Actually, color TV used phase shifted subcarrier for color information, and it was designed in the 1940's!

 

[cmetz]

Mucman, main thing to know about Manchester is that the symbol codings give you a net of zero power at and around f=0 (that is, DC). What this means is that you can ignore DC offsets, which is often a desirable electrical property. The same thing is often done in QAM, you just ignore the center or even the constellation points a certain radius away from the center. Even if you turn out to modulate the signal up to a high carrier frequency, having there be no DC / right-at-the-carrier component can be useful.

The encoders and decoders aren't all THAT complex in theory. The problem is that the real world is full of noise and the real world requires deep input/output protection, and that's where things get fun. For interesting encodings, every little bit of smarts can make a difference (especially in being able to eliminate noise that isn't truly random), and so DSPs are more and more commonly required to get the job done.
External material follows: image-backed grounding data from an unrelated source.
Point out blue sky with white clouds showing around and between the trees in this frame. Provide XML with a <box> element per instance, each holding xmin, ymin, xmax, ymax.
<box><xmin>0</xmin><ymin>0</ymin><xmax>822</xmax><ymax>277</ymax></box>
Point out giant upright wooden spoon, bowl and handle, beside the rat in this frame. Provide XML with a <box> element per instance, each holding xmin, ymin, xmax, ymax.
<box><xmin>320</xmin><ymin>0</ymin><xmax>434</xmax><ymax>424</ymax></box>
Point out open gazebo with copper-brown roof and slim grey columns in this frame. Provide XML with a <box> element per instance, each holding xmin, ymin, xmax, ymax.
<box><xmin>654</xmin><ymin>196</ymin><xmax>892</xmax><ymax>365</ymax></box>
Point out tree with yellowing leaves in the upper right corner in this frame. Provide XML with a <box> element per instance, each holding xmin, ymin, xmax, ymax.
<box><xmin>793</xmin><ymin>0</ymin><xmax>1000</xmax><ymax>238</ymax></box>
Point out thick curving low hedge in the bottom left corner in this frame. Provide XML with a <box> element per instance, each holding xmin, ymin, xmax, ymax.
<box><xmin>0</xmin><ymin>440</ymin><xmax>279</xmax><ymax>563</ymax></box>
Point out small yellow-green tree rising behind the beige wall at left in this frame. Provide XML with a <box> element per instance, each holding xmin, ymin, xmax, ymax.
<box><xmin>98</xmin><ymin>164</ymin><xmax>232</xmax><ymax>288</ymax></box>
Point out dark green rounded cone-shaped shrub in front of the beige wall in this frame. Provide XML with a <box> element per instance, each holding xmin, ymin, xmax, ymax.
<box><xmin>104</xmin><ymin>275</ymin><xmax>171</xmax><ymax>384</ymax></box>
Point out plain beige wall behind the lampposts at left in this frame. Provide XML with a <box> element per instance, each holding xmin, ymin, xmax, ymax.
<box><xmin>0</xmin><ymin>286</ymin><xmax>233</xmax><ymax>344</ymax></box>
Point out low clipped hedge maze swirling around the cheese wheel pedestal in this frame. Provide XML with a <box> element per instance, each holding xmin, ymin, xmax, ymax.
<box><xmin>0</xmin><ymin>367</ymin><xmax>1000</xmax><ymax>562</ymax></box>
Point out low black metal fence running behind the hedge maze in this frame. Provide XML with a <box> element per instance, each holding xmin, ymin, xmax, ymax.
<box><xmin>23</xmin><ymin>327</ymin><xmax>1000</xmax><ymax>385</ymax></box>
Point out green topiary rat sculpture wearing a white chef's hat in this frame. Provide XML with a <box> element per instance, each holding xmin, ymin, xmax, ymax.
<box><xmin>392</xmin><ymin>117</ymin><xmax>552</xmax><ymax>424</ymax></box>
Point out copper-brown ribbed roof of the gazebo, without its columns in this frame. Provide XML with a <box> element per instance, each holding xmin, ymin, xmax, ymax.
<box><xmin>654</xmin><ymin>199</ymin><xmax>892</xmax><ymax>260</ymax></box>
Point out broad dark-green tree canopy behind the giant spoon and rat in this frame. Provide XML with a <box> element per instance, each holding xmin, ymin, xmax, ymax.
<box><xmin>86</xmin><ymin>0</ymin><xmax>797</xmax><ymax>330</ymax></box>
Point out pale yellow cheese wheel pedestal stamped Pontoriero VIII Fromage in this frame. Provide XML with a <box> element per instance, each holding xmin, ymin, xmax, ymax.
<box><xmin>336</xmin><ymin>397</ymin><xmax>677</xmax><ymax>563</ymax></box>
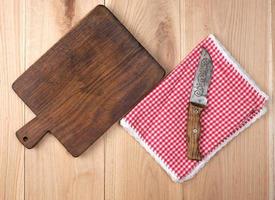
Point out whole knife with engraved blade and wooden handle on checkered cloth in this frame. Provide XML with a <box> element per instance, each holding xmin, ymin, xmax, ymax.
<box><xmin>187</xmin><ymin>48</ymin><xmax>213</xmax><ymax>160</ymax></box>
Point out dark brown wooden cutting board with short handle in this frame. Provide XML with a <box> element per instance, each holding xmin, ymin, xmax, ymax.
<box><xmin>13</xmin><ymin>6</ymin><xmax>165</xmax><ymax>156</ymax></box>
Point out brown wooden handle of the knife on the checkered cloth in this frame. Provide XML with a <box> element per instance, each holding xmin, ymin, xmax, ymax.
<box><xmin>187</xmin><ymin>103</ymin><xmax>203</xmax><ymax>160</ymax></box>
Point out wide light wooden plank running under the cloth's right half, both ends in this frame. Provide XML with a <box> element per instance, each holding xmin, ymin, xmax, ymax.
<box><xmin>180</xmin><ymin>0</ymin><xmax>270</xmax><ymax>200</ymax></box>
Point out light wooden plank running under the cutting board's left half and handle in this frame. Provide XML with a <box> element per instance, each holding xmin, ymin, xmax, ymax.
<box><xmin>25</xmin><ymin>0</ymin><xmax>104</xmax><ymax>200</ymax></box>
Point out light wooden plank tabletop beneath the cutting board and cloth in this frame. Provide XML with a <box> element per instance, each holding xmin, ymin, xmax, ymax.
<box><xmin>0</xmin><ymin>0</ymin><xmax>275</xmax><ymax>200</ymax></box>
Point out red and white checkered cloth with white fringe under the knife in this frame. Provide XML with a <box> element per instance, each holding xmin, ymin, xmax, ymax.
<box><xmin>120</xmin><ymin>35</ymin><xmax>268</xmax><ymax>182</ymax></box>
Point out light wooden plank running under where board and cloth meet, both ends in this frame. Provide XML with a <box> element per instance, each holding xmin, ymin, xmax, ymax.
<box><xmin>105</xmin><ymin>0</ymin><xmax>182</xmax><ymax>200</ymax></box>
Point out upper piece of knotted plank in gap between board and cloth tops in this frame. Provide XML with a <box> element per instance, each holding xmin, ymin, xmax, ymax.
<box><xmin>105</xmin><ymin>0</ymin><xmax>180</xmax><ymax>71</ymax></box>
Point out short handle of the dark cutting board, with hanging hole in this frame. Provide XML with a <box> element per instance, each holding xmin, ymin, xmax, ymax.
<box><xmin>16</xmin><ymin>116</ymin><xmax>50</xmax><ymax>149</ymax></box>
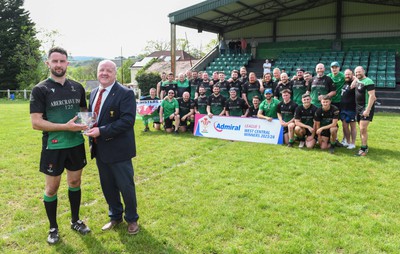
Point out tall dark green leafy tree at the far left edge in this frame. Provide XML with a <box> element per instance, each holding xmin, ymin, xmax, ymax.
<box><xmin>0</xmin><ymin>0</ymin><xmax>43</xmax><ymax>89</ymax></box>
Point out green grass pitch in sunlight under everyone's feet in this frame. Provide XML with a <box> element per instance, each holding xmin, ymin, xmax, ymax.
<box><xmin>0</xmin><ymin>101</ymin><xmax>400</xmax><ymax>253</ymax></box>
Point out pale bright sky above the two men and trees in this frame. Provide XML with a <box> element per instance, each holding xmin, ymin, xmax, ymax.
<box><xmin>23</xmin><ymin>0</ymin><xmax>217</xmax><ymax>59</ymax></box>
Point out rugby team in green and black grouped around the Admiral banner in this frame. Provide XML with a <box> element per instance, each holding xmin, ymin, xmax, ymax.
<box><xmin>145</xmin><ymin>62</ymin><xmax>376</xmax><ymax>156</ymax></box>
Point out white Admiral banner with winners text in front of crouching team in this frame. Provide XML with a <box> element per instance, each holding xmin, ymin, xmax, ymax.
<box><xmin>193</xmin><ymin>114</ymin><xmax>283</xmax><ymax>144</ymax></box>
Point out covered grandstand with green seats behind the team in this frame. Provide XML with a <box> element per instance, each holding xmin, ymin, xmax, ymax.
<box><xmin>169</xmin><ymin>0</ymin><xmax>400</xmax><ymax>112</ymax></box>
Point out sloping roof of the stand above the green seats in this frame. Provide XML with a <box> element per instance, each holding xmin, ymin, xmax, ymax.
<box><xmin>168</xmin><ymin>0</ymin><xmax>400</xmax><ymax>34</ymax></box>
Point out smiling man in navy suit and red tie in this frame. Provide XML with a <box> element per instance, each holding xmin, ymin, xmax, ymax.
<box><xmin>86</xmin><ymin>60</ymin><xmax>139</xmax><ymax>234</ymax></box>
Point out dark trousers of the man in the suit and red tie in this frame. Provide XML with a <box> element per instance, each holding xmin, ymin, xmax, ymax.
<box><xmin>96</xmin><ymin>159</ymin><xmax>139</xmax><ymax>223</ymax></box>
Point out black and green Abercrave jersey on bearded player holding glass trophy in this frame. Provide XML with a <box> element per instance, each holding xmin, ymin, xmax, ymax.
<box><xmin>30</xmin><ymin>78</ymin><xmax>87</xmax><ymax>150</ymax></box>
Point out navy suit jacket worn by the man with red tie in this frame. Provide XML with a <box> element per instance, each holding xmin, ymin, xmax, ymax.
<box><xmin>89</xmin><ymin>82</ymin><xmax>136</xmax><ymax>163</ymax></box>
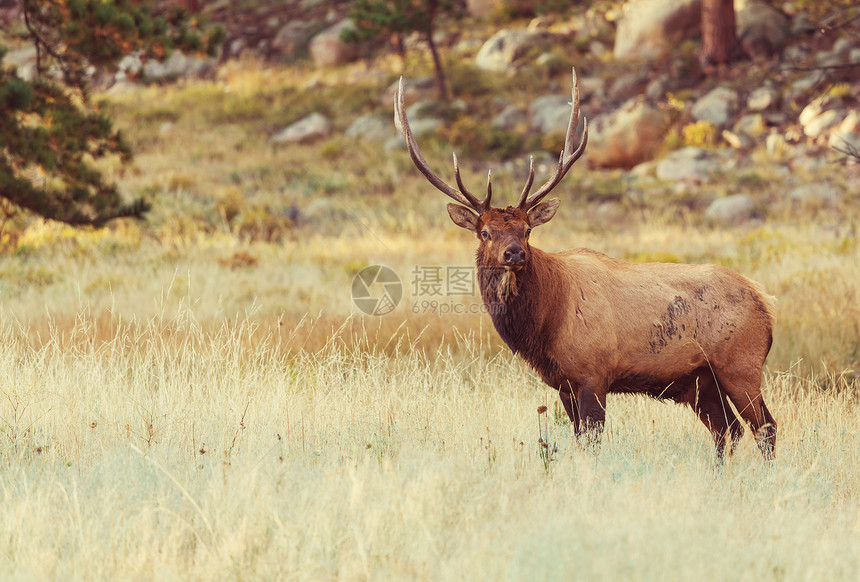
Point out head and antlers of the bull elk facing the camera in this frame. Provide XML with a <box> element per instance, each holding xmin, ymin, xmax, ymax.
<box><xmin>394</xmin><ymin>69</ymin><xmax>588</xmax><ymax>301</ymax></box>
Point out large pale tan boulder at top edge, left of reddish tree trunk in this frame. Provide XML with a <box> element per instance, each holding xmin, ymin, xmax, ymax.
<box><xmin>613</xmin><ymin>0</ymin><xmax>702</xmax><ymax>61</ymax></box>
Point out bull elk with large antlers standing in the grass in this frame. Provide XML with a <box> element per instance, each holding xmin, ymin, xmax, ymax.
<box><xmin>394</xmin><ymin>70</ymin><xmax>776</xmax><ymax>459</ymax></box>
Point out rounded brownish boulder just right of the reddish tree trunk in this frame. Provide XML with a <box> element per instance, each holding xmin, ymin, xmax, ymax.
<box><xmin>735</xmin><ymin>0</ymin><xmax>789</xmax><ymax>58</ymax></box>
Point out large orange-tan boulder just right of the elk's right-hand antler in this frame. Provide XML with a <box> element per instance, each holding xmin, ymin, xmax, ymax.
<box><xmin>585</xmin><ymin>99</ymin><xmax>670</xmax><ymax>168</ymax></box>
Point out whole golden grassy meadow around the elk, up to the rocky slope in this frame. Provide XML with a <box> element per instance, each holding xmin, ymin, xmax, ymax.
<box><xmin>0</xmin><ymin>58</ymin><xmax>860</xmax><ymax>580</ymax></box>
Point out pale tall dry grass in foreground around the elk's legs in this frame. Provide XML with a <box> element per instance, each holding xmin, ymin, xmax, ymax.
<box><xmin>0</xmin><ymin>310</ymin><xmax>860</xmax><ymax>580</ymax></box>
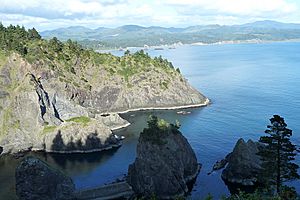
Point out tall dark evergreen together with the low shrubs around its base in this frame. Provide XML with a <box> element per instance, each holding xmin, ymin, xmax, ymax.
<box><xmin>224</xmin><ymin>115</ymin><xmax>300</xmax><ymax>200</ymax></box>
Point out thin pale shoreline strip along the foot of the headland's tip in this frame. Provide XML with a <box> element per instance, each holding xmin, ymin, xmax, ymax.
<box><xmin>113</xmin><ymin>98</ymin><xmax>211</xmax><ymax>114</ymax></box>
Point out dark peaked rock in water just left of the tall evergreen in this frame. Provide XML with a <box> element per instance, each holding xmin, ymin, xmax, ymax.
<box><xmin>222</xmin><ymin>139</ymin><xmax>261</xmax><ymax>186</ymax></box>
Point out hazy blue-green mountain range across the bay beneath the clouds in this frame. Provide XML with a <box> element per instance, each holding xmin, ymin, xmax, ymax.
<box><xmin>40</xmin><ymin>20</ymin><xmax>300</xmax><ymax>49</ymax></box>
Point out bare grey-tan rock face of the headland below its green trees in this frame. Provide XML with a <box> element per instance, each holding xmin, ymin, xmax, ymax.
<box><xmin>0</xmin><ymin>49</ymin><xmax>208</xmax><ymax>153</ymax></box>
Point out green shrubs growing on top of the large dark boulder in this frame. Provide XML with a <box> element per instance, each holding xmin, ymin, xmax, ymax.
<box><xmin>141</xmin><ymin>115</ymin><xmax>180</xmax><ymax>145</ymax></box>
Real-world digital encodings that aren't really stupid layer an error correcting code around the lower-level encoding, and so your bits get bigger by the ECC, get sliced into symbols, coded, transmitted, and then the process works in reverse on the back-end. The complex part is the balancing act between the limitations of your channel (required BW & SNR et al.), the signal coding, the error-correction coding, and the delivered bit rate.

gunrunnerjohn, absolutely correct. That's how they got color TV into the same amount of bandwidth. A lot of this stuff can be done directly in analog circuitry, too. But digital circuits are often a lot easier to work with (do I want to play with a whole mess of variable-tolerance parts, or one DSP? hmmm...).

 

[Mucman]

Yes, the fact that Manchester handles timing synchronization and the DC component are the major pros we learned in class about that encoding. I believe it use used for 10base* transmissions. According my my text (Data & Computer Communications, by William Stallings), things get more complex when moving to 100baseT (MLT-3) and 1000baseT (8B6T NRZ). I guess the DC component is as big of a factor for high speed networks? NRZ I believe suffers greatly because of NRZ, but I guess 8B6T is designed to minimize this effect.

So color TV signals are possible using the same carrier signal because of QAM? Theoretically they doubled the data transmission rate of regular cable by shifting the color signals by 90 degrees? Is that what gunrunnerjohn means by a subcarrier? What about the multiplexing of many channels (I believe each station gets 6MHz of bandwidth), is each channel considered a subcarrier too? Or is that simply another channel on the same carrier?

I'm way in over my head! The final for this course is on Wednesday... there's so much to take in. I find that I have a simplistic understanding of many of the concepts, but I don't know enough detail to get a decent mark. Oh well... still fascinating material! I had no idea how this stuff worked before this class.